Dorinda Medley chats about “reliving heartbreak,” her role on Bravo’s Real Housewives, and her new book Make It Nice (Gallery: S. & S.) with Entertainment Weekly. Cai Emmons, Sinking Islands (Red Hen Press), chats with The Rumpus Book Club about “how writing a sequel is and isn’t different from writing a standalone novel, the research involved in writing about climate change, and the importance of teaching as a way of changing perspectives.” Also, an interview with Willa C. Richards, author of The Comfort of Monsters (HarperCollins) about “her complex attachment to Milwaukee, intimacy between sisters, and the way institutional forces intersect with violence and power in the personal sphere.”

Electric Lit talks to Jaime Cortez about his new book Gordo (Grove) and “nicknames, writing semi-autobiographical fiction, and inheriting humor as a tool of survival.” James Whiteside, Center, Center: A Funny, Sexy, Sad Almost-Memoir of a Boy in Ballet (Viking: Penguin), speaks to Vanity Fair about “the benefits of performance highs and crossword puzzles.”

Entertainment Weekly has a first look at Isaac Fitzgerald’s upcoming book Dirtbag, Massachusetts: A Confessional set to come out May 2022. George Floyd’s Aunt Angela Harrelson will be coming out with a book, Lift Your Voice: How My Nephew George Floyd’s Murder Changed the World (Post Hill Press) to be released in February 2022. People has more. Book Riot has a cover reveal for Four Aunties and a Wedding by Jesse Q. Sutanto (Berkley: Penguin). Oprah Daily shares an excerpt of Sometimes I Trip on How Happy We Could Be (Grand Central; LJ starred review). Lit Hub has an excerpt of Don't Forget Us Here: Lost and Found at Guantanamo by Mansoor Adayfi (Hachette).

Ginny Hogan revisits the “spinster” novels of Barbra Pym in an essay for Electric Lit. The Root Presents: It’s Lit! revisits Eloquent Rage: A Black Feminist Discovers Her Superpower by Brittney Cooper (St. Martin's: Macmillan; LJ starred review) and what the book foresaw about America.

Diane Williams, author of How High? -- That High (Soho), speaks with The Millions about how writing is “an athletic ordeal on every level.”

Walter Mosley will be writing a new The Thing series for Marvel. Lit Hub has more.

Book Riot lists “15 More Books About Appalachia to Read Instead of Hillbilly Elegy” and “Mystery Stories You Can Read Out of Order.”

CBC provides “56 works of Canadian nonfiction coming out in fall 2021.”

CrimeReads has “August’s Best International Crime Fiction.”

Lit Hub gives recommendations “based on your quarantine hobby.”

Tor.com provides “Six Books About Reincarnation.”

Oprah Daily lists “15 Erotic Short Stories for Women by Women.”

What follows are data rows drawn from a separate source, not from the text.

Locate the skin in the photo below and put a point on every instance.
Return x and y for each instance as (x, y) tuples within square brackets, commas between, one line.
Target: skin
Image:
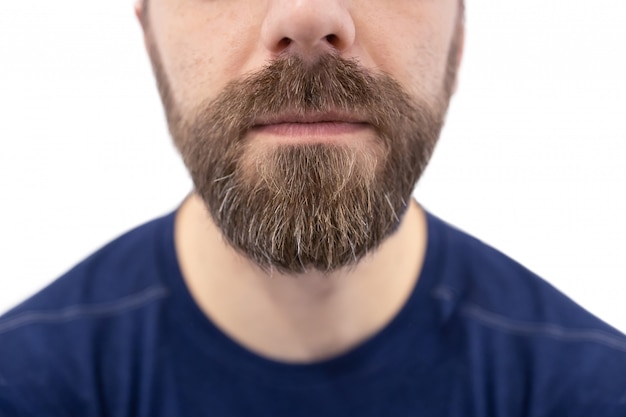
[(204, 44)]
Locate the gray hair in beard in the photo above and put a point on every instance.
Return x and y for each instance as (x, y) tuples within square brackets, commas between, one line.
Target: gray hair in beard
[(317, 206)]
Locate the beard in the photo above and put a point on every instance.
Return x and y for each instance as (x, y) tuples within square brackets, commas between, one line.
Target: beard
[(321, 206)]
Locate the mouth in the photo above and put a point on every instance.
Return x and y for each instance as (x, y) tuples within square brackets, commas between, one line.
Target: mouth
[(318, 127)]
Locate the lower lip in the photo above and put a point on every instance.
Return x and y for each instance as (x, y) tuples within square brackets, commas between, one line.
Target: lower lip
[(321, 131)]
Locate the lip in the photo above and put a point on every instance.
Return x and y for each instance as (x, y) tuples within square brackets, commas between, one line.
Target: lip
[(318, 127), (309, 118)]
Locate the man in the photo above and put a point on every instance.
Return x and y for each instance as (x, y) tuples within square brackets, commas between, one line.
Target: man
[(299, 278)]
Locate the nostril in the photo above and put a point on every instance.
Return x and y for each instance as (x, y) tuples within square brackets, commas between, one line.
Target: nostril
[(332, 39), (284, 43)]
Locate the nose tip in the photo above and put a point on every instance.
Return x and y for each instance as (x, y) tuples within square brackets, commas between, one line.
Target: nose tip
[(307, 26)]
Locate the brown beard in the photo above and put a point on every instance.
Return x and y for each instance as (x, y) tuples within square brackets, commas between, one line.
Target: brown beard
[(307, 206)]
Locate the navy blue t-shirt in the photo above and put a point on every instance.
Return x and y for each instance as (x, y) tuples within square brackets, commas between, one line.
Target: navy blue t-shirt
[(480, 336)]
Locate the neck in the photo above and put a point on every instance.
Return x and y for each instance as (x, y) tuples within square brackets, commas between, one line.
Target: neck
[(300, 318)]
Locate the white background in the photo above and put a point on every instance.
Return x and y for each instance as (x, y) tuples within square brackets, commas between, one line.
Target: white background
[(532, 159)]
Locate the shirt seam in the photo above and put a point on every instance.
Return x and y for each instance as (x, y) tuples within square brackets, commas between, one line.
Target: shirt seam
[(78, 311), (500, 322)]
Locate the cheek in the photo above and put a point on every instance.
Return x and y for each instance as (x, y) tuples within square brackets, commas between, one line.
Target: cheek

NYT provides “10 New Books We Recommend This Week,” "New in Paperback: 'The Bass Rock' and 'The Lost Pianos of Siberia'," and features “New Crime Novels from Louise Penny and Silvia Moreno-Garcia.”

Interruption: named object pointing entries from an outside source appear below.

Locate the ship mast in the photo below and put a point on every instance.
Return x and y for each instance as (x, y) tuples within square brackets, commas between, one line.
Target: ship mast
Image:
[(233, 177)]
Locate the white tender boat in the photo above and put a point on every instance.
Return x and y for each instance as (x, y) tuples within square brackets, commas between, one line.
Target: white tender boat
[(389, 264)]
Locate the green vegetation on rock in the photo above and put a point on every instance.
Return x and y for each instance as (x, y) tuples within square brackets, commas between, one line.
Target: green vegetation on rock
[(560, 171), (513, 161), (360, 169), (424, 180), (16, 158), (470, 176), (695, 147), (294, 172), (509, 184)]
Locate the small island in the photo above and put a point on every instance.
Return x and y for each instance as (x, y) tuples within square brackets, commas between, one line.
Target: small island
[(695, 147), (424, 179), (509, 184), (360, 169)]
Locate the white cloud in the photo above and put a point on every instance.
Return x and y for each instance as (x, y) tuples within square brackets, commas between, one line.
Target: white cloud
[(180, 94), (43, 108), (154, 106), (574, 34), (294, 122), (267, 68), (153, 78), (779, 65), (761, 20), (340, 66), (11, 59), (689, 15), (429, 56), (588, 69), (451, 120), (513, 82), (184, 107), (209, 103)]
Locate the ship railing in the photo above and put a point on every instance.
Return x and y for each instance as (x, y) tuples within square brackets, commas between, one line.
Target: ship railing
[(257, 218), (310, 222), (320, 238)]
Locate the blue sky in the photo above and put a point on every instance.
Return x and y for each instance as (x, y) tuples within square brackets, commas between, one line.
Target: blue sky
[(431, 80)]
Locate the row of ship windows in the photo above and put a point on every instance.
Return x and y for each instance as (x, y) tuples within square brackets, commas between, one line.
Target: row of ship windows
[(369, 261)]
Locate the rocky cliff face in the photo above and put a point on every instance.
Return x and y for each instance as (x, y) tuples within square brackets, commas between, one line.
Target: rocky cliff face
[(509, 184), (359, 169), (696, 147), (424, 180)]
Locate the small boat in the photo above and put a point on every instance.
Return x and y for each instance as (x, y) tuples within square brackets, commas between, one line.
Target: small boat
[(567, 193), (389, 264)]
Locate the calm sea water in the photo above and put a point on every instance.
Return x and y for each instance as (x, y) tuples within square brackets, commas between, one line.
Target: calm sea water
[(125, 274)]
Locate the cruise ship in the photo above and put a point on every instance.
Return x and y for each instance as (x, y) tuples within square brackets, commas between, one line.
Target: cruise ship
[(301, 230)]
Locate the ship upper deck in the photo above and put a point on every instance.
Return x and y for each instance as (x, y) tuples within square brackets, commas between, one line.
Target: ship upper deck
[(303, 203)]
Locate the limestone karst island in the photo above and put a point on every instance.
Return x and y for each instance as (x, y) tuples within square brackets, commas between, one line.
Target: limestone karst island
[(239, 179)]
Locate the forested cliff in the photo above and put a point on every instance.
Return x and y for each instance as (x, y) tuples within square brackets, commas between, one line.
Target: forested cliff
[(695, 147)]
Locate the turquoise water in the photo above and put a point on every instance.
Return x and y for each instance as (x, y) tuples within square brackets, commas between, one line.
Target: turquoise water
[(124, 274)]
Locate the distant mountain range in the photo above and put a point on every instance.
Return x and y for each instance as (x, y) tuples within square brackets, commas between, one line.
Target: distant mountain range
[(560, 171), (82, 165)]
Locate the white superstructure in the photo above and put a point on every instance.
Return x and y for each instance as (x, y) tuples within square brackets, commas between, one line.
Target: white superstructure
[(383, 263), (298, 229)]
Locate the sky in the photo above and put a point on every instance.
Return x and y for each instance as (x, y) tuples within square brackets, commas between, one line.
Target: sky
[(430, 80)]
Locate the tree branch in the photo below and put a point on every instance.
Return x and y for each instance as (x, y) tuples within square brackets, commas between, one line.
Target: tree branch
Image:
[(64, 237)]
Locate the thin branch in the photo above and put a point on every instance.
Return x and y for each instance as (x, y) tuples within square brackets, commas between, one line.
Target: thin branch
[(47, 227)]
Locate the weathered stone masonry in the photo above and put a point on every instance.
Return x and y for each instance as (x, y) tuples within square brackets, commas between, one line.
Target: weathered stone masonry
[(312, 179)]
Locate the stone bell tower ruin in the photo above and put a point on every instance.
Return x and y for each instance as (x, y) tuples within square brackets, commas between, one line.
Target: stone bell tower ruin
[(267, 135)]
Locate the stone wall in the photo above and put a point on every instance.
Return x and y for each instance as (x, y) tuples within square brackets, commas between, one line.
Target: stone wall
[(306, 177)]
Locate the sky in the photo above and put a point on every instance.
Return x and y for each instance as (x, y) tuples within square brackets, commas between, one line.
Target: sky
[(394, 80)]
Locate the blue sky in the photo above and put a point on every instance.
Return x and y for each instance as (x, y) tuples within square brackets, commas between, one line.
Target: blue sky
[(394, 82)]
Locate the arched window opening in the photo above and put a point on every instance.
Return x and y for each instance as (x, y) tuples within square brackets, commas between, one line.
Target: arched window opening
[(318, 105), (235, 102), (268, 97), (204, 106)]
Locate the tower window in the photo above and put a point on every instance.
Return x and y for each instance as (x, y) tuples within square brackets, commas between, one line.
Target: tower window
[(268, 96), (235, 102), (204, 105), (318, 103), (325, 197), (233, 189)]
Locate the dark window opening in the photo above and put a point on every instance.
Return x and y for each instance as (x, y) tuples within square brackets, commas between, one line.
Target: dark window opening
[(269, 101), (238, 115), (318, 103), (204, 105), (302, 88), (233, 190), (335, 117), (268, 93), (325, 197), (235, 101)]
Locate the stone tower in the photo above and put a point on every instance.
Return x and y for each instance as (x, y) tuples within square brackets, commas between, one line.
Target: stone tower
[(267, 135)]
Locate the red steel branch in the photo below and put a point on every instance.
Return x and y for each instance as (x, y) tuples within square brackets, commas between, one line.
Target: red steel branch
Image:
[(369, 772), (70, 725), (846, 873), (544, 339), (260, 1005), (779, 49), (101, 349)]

NPR releases their 2021 Summer Poll: “A Decade of Great Sci-Fi and Fantasy.”

Authors on Air

NPR’s Code Switch features an discussion with Ross Gay, author of The Book of Delights (Algonquin: Workman), on “writing daily essays on things that delighted him.”

Khaled Hosseini, The Kite Runner (Riverhead: Random House), shares his “worries for the Afghan people” in an interview on NPR’s Morning Edition.

Charlie Jane Anders reads from her newest book Never Say You Can’t Survive: How to Get Through Hard Times by Making Up Stories (Tor.com: Macmillan) for Gizmodo.

Lit Hub has the trailer for Apple TV+’s new adaptation of Isaac Asimov’s Foundation trilogy.